Paycheck Protection Program: Lender Guidance

PPP Basics

Lender Eligibility

All existing Small Business Administration (SBA) certified lenders will be given delegated authority to speedily process Paycheck Protection Program (PPP) loans. All federally insured depository institutions, federally insured credit unions, and Farm Credit System institutions are eligible to participate in this program. New lenders that are federally insured depository institutions, federally insured credit unions, or Farm Credit System institutions will need to submit their application to DelegatedAuthority@sba.gov to apply.

Non-bank and non-insured depository institution lenders can also begin making loans as soon as they are approved and enrolled in the program. New lenders that are non-bank or non-insured depository institution lenders will need to submit their application to NFRLApplicationForPPP@sba.gov to apply.

Amount Guaranteed

The SBA guarantees 100% of the outstanding balance, and that guarantee is backed by the full faith and credit of the United States. However, at least 60% of the forgiven amount must have been used for payroll.

Lender Compensation

Processing fees will be based on the balance of the financing outstanding at the time of final disbursement. Lenders may not collect any fees from the applicant. The SBA will pay lenders fees for processing PPP loans to first-time borrowers in the following amounts:

·       5% for loans of more than $350,000;

·       3% for loans of more than $350,000 and less than $2,000,000; and

·       1% for loans of at least $2,000,000.
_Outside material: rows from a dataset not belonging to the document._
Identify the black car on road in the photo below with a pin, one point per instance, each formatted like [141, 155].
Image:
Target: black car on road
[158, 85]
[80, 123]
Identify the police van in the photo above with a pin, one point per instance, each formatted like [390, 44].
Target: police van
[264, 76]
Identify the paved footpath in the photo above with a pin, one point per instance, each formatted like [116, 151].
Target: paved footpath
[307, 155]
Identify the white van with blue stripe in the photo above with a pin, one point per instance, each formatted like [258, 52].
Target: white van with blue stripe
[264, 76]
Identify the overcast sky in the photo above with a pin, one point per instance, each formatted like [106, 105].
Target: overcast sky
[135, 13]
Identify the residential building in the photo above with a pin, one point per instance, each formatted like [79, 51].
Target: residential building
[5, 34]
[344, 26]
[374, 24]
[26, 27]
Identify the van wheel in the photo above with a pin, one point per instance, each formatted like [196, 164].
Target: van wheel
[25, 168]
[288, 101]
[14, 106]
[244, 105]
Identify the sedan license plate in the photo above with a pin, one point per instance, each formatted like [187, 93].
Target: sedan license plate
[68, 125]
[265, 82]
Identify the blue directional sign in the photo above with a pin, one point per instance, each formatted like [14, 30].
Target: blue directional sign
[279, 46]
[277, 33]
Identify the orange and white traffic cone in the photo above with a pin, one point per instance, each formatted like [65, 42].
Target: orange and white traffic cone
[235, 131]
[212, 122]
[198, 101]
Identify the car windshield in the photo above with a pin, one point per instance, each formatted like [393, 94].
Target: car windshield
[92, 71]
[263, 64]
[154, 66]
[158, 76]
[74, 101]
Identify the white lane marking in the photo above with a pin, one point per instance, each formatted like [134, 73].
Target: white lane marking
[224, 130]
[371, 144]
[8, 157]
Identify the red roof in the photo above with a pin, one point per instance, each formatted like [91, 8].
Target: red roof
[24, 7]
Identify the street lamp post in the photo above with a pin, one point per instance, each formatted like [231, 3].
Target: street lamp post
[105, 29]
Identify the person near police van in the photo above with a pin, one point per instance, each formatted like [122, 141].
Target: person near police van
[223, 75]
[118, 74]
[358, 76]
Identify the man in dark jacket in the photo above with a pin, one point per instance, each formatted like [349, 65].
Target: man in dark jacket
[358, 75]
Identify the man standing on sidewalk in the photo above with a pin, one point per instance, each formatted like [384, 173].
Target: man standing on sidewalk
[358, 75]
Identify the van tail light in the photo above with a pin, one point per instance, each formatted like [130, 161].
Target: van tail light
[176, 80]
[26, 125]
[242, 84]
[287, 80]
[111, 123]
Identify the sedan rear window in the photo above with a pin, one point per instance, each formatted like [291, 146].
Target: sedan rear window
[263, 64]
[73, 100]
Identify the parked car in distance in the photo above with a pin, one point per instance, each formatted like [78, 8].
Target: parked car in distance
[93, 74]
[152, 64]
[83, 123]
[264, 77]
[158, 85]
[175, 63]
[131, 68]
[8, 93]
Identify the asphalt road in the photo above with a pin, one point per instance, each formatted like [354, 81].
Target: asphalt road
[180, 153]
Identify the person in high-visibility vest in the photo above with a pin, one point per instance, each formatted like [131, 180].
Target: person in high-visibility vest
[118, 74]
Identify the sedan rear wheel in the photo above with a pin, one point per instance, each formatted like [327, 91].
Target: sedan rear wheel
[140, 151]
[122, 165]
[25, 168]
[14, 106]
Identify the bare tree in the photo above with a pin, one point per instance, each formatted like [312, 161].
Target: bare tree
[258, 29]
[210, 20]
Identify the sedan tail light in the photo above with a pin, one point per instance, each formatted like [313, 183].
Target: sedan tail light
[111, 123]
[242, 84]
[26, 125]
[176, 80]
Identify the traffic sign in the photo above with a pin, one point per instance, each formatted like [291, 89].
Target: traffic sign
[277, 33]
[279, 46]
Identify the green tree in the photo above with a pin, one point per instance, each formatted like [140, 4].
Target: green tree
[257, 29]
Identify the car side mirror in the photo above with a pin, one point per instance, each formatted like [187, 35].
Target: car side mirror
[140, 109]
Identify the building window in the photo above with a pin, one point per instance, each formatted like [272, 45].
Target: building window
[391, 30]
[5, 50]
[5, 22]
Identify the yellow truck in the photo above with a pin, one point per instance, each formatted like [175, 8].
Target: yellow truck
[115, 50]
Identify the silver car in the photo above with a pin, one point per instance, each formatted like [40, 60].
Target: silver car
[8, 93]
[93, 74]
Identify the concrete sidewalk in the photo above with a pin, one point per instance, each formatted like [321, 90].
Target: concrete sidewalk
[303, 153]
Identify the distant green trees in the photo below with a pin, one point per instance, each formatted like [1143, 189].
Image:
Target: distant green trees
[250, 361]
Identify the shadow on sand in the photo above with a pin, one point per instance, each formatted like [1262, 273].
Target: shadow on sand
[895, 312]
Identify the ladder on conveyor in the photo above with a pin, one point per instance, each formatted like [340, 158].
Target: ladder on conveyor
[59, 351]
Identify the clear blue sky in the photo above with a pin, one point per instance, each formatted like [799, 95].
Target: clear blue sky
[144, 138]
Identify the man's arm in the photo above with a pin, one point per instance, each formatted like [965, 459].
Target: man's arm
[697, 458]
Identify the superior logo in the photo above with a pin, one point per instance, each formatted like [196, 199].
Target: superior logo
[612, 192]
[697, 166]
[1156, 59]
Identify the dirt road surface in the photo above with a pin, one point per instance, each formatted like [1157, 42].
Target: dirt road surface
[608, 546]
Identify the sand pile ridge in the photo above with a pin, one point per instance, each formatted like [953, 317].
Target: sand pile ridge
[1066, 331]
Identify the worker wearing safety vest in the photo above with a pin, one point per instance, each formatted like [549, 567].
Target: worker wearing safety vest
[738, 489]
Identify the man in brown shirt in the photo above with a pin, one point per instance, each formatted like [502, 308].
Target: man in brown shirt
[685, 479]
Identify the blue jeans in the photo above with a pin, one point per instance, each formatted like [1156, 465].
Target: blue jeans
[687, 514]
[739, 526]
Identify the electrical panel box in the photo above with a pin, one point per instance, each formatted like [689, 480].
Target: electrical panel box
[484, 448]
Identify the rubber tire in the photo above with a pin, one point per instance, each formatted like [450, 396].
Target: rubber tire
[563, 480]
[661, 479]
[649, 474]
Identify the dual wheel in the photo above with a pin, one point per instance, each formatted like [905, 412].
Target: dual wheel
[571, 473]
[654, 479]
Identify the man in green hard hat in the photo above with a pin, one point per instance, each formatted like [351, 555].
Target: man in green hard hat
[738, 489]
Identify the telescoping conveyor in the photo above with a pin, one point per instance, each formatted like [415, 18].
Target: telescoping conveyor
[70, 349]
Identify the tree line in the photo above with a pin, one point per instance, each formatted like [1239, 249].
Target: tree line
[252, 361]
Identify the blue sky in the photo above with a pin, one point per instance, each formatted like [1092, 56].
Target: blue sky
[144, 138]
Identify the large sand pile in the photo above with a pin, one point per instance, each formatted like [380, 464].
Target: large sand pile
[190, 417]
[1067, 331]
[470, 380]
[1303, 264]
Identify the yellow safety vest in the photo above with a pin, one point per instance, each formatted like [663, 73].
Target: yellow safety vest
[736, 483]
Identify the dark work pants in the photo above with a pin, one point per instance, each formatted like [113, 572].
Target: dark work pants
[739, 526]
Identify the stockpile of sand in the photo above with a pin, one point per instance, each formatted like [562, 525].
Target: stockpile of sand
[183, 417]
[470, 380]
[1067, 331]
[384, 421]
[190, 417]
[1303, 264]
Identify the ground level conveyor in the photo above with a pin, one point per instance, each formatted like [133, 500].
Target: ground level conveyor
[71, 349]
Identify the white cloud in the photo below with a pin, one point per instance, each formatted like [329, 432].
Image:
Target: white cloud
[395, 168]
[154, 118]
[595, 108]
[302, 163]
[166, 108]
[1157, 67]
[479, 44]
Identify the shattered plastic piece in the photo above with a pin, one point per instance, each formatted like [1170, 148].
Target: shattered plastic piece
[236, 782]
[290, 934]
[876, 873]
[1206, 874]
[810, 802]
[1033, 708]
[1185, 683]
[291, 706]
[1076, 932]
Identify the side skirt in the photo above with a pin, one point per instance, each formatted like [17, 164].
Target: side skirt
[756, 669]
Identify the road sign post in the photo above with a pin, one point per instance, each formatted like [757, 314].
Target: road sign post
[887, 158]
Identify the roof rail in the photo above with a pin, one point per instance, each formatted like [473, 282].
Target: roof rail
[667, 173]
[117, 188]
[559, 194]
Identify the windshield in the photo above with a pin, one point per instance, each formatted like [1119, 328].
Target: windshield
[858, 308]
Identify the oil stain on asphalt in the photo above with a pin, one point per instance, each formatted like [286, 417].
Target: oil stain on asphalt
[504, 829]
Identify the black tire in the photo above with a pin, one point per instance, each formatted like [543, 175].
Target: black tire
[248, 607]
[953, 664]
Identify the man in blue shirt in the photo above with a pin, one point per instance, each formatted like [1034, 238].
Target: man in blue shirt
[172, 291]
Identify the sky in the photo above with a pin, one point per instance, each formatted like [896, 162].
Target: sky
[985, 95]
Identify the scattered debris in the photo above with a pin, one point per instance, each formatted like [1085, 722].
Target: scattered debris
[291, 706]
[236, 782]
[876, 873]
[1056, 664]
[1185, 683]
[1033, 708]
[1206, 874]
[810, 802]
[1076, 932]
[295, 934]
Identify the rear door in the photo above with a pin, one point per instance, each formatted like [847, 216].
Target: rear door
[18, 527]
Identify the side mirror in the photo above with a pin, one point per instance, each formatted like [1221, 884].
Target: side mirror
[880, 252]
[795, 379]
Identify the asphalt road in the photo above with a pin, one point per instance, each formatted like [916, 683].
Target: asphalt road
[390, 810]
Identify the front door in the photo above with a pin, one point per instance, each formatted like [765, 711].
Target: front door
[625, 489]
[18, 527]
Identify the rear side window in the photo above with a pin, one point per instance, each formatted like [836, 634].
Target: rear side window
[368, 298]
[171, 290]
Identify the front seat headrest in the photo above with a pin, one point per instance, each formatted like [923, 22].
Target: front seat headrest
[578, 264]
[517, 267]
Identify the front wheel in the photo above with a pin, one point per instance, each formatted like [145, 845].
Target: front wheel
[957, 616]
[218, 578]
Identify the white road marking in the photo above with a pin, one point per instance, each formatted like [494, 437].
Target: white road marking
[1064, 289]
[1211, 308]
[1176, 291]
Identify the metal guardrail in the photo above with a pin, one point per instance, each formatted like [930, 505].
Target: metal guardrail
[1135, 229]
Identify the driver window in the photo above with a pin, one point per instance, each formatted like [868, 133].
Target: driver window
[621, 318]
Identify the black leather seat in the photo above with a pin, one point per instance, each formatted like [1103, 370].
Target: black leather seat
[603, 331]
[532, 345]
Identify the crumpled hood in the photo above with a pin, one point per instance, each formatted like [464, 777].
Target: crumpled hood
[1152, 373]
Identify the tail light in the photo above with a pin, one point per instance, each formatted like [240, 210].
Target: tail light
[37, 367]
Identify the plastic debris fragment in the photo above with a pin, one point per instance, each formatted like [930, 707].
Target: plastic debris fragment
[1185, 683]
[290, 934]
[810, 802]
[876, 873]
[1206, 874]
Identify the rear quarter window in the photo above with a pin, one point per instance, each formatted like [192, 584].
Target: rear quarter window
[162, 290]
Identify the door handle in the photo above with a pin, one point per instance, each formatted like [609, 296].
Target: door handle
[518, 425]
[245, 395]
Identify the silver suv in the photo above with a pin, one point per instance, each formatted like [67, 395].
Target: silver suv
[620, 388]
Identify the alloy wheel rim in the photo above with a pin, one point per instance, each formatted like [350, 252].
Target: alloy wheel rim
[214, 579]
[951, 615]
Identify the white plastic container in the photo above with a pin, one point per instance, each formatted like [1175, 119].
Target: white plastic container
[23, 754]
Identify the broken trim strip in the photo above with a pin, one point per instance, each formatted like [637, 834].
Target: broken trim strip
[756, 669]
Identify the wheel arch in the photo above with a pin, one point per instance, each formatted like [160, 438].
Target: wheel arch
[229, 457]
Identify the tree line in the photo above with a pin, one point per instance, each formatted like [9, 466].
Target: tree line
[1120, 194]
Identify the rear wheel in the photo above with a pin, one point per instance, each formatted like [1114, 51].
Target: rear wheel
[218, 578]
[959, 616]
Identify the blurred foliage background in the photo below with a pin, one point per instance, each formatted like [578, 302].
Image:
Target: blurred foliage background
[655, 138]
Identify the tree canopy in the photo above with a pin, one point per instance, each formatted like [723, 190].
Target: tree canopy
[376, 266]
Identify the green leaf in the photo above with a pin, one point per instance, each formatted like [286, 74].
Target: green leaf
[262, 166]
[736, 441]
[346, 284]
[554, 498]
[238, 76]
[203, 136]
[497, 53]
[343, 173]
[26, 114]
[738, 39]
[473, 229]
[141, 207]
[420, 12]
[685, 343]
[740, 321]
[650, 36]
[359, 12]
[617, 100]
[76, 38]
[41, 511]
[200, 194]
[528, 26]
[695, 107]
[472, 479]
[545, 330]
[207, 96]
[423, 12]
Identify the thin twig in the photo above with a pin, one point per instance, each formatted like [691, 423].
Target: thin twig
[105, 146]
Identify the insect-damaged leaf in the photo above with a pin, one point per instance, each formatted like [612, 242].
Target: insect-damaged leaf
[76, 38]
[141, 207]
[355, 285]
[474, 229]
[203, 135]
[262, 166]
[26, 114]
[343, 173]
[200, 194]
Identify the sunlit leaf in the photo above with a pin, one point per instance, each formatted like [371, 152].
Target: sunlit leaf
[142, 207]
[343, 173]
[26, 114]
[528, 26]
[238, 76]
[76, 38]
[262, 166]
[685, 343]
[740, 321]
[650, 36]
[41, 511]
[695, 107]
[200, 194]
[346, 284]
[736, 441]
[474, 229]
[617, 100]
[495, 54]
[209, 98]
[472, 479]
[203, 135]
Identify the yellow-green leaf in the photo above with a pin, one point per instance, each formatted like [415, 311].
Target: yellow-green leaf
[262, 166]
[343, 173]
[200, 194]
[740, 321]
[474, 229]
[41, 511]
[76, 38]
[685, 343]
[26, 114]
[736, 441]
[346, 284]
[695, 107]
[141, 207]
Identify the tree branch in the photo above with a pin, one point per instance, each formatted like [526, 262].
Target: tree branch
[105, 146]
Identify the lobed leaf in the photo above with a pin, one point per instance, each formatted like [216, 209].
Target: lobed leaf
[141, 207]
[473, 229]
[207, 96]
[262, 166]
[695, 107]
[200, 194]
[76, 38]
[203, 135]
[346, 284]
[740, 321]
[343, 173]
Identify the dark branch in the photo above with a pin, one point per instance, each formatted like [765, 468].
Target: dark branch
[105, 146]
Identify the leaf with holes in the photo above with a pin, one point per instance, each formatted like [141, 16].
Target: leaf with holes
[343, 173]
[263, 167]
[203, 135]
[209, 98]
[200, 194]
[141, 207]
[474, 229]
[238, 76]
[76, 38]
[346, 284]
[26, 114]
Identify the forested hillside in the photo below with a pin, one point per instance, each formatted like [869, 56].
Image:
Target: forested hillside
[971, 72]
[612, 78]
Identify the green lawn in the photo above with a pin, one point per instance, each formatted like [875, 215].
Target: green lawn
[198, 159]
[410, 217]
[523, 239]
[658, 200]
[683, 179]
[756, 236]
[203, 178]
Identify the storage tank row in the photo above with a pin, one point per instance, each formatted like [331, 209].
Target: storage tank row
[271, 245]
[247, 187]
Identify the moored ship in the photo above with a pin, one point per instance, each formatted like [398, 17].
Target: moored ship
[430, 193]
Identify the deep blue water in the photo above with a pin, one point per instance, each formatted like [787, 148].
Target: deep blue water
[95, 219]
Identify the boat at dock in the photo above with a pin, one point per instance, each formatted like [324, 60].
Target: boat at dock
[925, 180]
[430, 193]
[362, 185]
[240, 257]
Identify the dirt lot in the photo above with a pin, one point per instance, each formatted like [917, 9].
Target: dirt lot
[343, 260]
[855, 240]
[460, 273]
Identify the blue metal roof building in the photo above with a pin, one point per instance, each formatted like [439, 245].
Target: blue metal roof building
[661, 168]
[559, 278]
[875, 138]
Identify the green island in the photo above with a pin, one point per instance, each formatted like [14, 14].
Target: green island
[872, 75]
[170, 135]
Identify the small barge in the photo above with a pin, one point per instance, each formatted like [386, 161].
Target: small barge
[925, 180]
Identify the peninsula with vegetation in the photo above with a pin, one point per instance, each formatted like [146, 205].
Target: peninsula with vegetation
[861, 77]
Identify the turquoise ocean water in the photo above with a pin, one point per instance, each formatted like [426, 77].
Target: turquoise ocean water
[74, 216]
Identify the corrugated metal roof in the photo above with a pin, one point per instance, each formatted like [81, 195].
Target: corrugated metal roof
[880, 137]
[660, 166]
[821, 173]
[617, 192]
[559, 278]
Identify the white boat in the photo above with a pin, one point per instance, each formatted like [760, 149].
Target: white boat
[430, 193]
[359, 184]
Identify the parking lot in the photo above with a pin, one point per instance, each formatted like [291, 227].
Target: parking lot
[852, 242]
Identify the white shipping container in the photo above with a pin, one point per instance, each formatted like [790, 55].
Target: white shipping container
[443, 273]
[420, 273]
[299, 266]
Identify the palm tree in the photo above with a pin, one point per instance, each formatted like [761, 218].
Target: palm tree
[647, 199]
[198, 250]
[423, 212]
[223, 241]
Lenders working with second draw borrowers will be reimbursed by the SBA under a separate fee schedule as follows:

·       the lesser of 50% of the principal amount of the loan or $2,000 for loans up to $50,000;

·       5% for loans of more than $50,000 and less than $350,000; and

·       3% for loans above $350,000.

Lender Considerations under the PPP

Benefits to Existing Borrowers

Community lending institutions typically loan to small businesses and individuals in their communities, which are among the businesses that the PPP seeks to target for COVID-19 relief. Participating in the PPP could be a key tool in maintaining the credit quality of a lender’s existing portfolio.

Community Benefits

The PPP is intended to help sustain smaller businesses by providing cash to pay payroll costs and rent, with benefits to the business, its employees, property owners, and their lenders. Similar benefits from extending PPP loans to existing borrowers could occur for loans secured by accounts receivable or other business assets. Additionally, by providing PPP loans an institution demonstrates its commitment to work with borrowers and help strengthen lending relationships.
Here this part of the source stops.